Take my word: no matter what you write about — your feelings, plans, past experiences or events in your life — if it only regards your internal world to some degree, an awareness about your self-talk will automatically enhance.
Close your eyes, breathe deeply and try to focus only on the air going through your nostrils, in and out.
Your brain cannot stand a blank state. It will bombard you with random thoughts. You will engage in internal dialog. You will catch yourself on that and return to breathing. The thoughts will be back in a sec.
This simple exercise provides enormous awareness about your thinking not only during the exercise but also hours later. Practice meditation regularly, and your self-awareness will sharpen, that’s for sure.
Try to not utter a word for an hour or a whole day. Shut up. Communicate with grunts and gestures. The effort of stopping your blurts will quickly make you more aware of the words that are forcing their way from your mind to your mouth.
Perception of Others
Feedback from other humans can be as overarching to your confidence as events and your deeds.
Especially if someone who you admire and respect praises you, it can have a significantly positive impact on your confidence.
If you repeatedly hear the same praise and words of appreciation from many different people, you start believing them even if your self-talk sucks.

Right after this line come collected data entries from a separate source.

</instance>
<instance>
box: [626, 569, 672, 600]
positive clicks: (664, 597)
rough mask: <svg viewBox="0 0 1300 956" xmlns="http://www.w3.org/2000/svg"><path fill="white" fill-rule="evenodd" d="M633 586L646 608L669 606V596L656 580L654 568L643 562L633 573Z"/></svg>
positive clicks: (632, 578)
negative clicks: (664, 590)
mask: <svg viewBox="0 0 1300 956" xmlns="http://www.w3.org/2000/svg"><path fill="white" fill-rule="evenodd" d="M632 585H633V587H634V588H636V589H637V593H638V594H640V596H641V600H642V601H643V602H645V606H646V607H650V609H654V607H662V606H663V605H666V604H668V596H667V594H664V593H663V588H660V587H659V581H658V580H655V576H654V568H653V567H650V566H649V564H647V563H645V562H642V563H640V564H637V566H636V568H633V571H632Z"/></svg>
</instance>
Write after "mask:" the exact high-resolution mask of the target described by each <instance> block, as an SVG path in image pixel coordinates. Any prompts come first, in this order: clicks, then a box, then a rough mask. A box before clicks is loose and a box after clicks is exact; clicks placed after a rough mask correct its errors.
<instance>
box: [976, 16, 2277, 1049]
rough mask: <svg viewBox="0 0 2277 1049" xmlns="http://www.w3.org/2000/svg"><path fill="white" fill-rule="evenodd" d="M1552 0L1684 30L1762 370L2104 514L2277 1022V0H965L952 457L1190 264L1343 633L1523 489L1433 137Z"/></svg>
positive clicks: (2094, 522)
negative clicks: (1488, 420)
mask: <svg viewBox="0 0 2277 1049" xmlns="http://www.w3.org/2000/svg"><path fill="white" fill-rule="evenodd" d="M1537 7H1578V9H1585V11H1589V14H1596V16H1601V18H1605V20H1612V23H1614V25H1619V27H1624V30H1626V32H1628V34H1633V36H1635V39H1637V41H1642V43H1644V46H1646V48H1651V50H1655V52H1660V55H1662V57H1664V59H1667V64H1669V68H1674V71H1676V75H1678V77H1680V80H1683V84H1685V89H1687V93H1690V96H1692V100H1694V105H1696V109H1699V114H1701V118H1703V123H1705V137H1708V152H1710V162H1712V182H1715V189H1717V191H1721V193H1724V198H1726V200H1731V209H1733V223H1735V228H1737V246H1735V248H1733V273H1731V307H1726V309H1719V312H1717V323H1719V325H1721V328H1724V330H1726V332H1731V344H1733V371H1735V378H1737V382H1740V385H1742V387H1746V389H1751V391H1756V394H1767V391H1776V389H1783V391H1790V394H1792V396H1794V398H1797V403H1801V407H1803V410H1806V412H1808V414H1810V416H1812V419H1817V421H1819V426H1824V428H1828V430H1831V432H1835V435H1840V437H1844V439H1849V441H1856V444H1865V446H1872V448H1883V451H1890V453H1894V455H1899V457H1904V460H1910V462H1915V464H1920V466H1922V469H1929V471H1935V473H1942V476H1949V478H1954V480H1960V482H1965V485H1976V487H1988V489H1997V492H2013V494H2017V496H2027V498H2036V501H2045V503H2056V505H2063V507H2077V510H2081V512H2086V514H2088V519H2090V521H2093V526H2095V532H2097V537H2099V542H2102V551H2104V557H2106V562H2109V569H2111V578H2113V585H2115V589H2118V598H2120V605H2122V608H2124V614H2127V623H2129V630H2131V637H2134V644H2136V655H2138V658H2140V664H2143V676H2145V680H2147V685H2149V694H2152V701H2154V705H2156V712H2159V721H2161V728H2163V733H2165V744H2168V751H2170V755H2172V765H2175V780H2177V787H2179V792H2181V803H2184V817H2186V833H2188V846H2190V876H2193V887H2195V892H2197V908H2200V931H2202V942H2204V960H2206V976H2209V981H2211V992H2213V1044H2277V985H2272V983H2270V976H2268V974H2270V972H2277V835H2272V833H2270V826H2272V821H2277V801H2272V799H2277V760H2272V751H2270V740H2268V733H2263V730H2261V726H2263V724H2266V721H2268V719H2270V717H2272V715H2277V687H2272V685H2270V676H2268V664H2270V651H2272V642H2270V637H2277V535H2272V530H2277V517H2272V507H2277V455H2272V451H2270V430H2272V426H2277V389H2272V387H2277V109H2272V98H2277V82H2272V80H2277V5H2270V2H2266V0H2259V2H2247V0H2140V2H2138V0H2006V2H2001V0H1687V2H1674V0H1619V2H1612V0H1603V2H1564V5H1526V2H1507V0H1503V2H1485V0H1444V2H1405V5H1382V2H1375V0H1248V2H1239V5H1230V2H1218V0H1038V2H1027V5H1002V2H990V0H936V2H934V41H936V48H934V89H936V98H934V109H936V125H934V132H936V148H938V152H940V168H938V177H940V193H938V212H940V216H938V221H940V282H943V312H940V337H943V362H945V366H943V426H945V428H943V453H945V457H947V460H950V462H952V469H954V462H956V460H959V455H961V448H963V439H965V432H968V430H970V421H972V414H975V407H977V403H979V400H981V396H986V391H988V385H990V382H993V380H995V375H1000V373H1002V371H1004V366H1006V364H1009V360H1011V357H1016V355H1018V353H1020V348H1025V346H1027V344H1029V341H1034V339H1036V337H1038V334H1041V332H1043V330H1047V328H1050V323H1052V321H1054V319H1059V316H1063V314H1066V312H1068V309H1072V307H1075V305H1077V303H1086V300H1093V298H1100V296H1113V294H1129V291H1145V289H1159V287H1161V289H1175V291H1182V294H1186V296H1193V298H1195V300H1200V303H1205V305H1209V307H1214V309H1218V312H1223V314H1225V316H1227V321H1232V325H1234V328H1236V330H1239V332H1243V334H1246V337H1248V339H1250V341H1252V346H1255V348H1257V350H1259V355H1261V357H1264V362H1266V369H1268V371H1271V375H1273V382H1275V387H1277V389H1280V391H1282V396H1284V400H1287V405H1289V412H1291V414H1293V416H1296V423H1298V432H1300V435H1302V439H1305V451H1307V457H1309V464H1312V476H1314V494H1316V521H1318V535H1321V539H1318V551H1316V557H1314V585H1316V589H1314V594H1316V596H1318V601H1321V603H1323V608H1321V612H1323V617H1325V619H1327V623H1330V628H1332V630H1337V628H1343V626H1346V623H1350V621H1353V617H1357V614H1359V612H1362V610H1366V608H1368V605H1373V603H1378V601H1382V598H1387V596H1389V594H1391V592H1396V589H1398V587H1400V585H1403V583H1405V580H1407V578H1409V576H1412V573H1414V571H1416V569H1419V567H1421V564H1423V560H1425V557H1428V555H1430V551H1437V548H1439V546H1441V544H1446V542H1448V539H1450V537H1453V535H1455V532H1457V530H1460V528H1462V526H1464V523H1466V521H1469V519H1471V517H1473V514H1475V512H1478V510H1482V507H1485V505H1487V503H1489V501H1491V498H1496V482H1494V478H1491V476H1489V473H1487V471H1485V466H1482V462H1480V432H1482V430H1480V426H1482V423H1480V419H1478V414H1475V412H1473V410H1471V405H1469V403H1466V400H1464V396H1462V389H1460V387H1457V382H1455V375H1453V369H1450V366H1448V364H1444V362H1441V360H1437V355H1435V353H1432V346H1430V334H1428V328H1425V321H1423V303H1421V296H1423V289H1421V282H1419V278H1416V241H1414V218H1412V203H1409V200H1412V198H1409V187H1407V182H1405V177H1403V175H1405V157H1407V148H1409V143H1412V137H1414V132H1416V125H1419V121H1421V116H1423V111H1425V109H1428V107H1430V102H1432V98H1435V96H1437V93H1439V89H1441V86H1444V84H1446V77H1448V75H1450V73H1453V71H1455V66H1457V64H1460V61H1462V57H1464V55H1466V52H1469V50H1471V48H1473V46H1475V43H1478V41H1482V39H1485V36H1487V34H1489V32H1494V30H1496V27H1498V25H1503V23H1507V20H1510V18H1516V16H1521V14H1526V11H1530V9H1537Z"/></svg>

I’m naturally inclined to dismiss other people’s praises. “They don’t know me and my situation; they are just being nice” and so on. But when I heard hundreds of times from different people, most of them total strangers, that my writing is good and impactful, I started to believe that I’m a decent writer and can affect the lives of others with my words.
We are social animals. We pay utmost importance to opinions of others.
However, improving other people’s opinions about you is in your reach as well. A couple of useful habits in that regard:
1. Make Eye Contact and Smile.
This is an uber-hack. I was a withdrawn introvert. In fact, I still am. But I trained myself to smile whenever I see someone in the vicinity. And people smile back at me! They notice and recognize me.
This is such a small thing that can make such a huge difference in your social perception.
2. Shut Up.
I mean, listen much more than you talk. People love to talk. People love to talk about themselves. People love to feel you are concerned about them.
So, shut up and constrain yourself from sharing your perspective and your stories without invitation to do so. You will make an impression of a caring and sympathetic person.